Videos: 10 Worst Celebration Fails in Sports
The only thing more entertaining than seeing an epic celebration is seeing an epic celebration FAIL. And I’m not talking about dudes who get injured or fall down in the act of celebrating—though that’s hilarious, too. For this countdown, we’re focusing on prematurecelebrations: players and coaches who THINK they’re on the verge of success but are in reality on the precipice of FAIL.
10. Running of the Bulls
Date: July 2010
Set-up: During the final leg of the Running of the Bulls in Pamplona, Spain, this guy apparently thought he was the man because he got through a mediocre trample attempt by the bull. Not so fast, buddy: Mr. Horns didn’t take a liking to that and had dude in the fetal position cryin’ like a baby-back bitch.
9. Tom Cable and the Raiders
Date: September 26, 2010
Set-up: Honestly, we can’t blame Tom and the rest of his team for looking like idiots jumping for joy when Seabass missed this 32-yard field goal. After all, he is the highest-paid kicker in NFL history and has made 90.2% of his field goals between 30 and 39 yards. But then again, he did miss two other ones that day…plus, it’s the Raiders. FAIL.

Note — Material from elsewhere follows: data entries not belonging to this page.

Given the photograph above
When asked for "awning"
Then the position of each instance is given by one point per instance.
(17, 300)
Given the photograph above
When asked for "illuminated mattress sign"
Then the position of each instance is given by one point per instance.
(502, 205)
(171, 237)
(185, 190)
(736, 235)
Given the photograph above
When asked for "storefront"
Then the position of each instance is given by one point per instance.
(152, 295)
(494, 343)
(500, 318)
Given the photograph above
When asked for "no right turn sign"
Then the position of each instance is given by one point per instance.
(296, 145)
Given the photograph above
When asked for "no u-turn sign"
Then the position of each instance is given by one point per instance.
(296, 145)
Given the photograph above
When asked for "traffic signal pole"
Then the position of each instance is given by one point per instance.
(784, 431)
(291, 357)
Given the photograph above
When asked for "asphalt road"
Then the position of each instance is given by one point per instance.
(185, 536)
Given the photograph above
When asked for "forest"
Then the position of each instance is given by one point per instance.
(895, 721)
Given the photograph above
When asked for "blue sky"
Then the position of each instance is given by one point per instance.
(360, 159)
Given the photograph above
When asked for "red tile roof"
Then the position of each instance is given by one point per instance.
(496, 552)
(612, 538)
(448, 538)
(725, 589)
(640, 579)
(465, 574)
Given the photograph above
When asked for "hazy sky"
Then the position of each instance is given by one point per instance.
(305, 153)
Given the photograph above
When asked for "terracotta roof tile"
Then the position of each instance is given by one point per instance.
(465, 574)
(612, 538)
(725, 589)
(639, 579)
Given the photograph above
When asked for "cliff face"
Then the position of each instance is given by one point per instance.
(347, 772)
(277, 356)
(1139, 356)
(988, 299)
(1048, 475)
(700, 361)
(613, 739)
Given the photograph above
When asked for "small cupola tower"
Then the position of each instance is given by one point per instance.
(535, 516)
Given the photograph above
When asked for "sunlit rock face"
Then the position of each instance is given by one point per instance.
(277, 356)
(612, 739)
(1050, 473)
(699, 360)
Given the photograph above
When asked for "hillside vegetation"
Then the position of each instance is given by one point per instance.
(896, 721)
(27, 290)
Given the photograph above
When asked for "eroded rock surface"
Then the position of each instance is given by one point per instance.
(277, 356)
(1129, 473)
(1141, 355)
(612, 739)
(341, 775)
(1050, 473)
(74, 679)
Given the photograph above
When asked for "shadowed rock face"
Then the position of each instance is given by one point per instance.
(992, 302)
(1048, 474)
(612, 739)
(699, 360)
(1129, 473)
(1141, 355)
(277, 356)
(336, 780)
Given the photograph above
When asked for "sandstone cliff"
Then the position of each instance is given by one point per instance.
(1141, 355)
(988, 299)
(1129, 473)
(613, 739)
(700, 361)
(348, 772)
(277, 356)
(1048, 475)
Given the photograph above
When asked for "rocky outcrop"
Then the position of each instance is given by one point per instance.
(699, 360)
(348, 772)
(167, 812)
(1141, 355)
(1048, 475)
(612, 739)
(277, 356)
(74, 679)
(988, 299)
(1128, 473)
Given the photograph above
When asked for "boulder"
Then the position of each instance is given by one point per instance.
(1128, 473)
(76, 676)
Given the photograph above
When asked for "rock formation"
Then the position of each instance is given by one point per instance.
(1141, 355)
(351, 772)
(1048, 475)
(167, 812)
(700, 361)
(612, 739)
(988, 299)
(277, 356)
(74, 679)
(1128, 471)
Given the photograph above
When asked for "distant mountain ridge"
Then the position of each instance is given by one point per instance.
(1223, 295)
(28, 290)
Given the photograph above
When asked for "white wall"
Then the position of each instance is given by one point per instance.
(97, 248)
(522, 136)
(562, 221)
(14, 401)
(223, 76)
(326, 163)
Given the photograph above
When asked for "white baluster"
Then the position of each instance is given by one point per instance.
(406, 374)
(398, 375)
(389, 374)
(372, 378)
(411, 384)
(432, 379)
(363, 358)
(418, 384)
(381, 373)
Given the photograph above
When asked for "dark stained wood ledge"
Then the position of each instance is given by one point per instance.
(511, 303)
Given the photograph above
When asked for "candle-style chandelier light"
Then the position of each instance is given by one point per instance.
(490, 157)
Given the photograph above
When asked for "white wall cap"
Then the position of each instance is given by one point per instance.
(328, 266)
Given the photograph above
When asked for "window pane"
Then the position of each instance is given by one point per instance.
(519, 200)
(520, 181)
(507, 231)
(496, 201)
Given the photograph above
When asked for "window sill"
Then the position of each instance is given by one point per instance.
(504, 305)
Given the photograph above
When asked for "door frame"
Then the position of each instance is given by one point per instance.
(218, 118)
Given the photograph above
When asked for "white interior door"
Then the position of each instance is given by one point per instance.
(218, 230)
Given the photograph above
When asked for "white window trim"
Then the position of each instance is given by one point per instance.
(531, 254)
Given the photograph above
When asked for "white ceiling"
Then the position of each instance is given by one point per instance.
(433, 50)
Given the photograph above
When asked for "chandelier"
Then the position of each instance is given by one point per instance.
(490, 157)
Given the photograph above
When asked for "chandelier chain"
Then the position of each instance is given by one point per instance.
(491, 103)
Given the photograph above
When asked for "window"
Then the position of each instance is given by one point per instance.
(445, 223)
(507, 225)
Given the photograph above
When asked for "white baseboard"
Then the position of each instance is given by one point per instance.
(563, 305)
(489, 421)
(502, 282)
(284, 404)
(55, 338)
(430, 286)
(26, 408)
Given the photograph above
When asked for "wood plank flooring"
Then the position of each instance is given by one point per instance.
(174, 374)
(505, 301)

Set-up: When you have a lead like this, a simple fist-pump doesn’t seem out of the ordinary. But what we don’t understand is how a little hand movement can cause a guy to lose all body control and make him eat earth. He could’ve rolled over and still got second place, but deciding to wallow in his own misery may have been the best choice. Wait…this wasn’t the Special Olympics, was it? Hope not. Or maybe, hope so…
7. Leon Lett
Date: January 31, 1993
Set-up: This would have been higher on the list if the Cowboys didn’t demolish the Bills in Super Bowl XXVII. But if it were a close game and the Cowboys lost, blame definitely would have been put squarely on the shoulders of defensive tackle Leon Lett. After picking up a fumble, The Big Cat felt like starting his celebration at the five-yard line, but as he trotted into the end zone, Bills player Don Beebe came from behind to slap the ball away. The play resulted in a touchback (and a lot of interesting racial commentary), and all Leon did was become the laughingstock of the league—a feat he achieved again later on that year.
Leon Lett Bonus Video
Set-up: This guy seriously couldn’t catch a break. Not only did he bust his ass trying to celebrate, but his attempt to get back on the bike failed horribly. Then, to follow that up, he gets passed and stunted on with the same move that cost him the race. All we can do is shake our heads and laugh uncontrollably.
5. Desean Jackson
Date: September 16, 2008
Set-up: DeSean Jackson is a very talented receiver but—like many talented receivers—sometimes he can make some dumb-ass decisions. Take this play for example: McNabb throws him a bomb that should have been an easy TD, but Jackson decides he is allergic to pigskin and throws the ball away before he even scores. Luckily for him, the ball was placed at the one-yard line and the Eagles scored on the next play, but still a bonehead move nonetheless (and one that fucked over many a fantasy owner). At least he is consistent though: DeSean has been pulling moves like this since high school.
Date: September 10, 2010
Set-up: When a keeper stops a penalty kick, he has the right to celebrate, so we can’t really blame Moroccan goalkeeper Khalid Askri for being happy after shutting this shot down. But timing is everything—what Askri failed to realize through all that gesticulating was that the ball was still spinning, eventually finding its way into the net. What makes this even worse is that his team ended up losing the shootout.
3. Bluegrass Miracle
Date: November 9, 2002
Complex says: Kentucky thought they had pulled off an upset over one of the top football teams in the nation, the LSU Tigers. The Wildcats even doused their coach in Gatorade before the game was over. Man, was that a bad idea. Facing 91 yards, the Tigers threw two passes, one of which was a 74-yard heave by the QB, and scored the game-winning touchdown. Nick Saban went home with a win and Kentucky’s coach went home with an L…and a wet T-shirt.
2. Buzzer Beater
Sport: Basketball (Serbian league)
Date: April 24, 2010
Set-up: Quite possibly the biggest celebration fail in the history of basketball, this is one where words can’t do the video any justice. Now that’s how you shut a crowd the FUCK up. It was all good 0.6 seconds ago…
1. The Play
Date: November 20, 1982
Set-up: To have a play be remembered simply as “The Play” means that something pretty fucking incredible must have happened—and that is exactly what the Cal Bears pulled off. With five laterals and multiple juke moves, Bears players returned this Stanford kickoff for a game-winning TD. The play was further immortalized because the Cardinals band had prematurely rushed the field, forcing the final Cal ball holder to navigate around a bunch of red-suited nerds en route to the end zone. Except that one trombone player…yeah, he got pounded.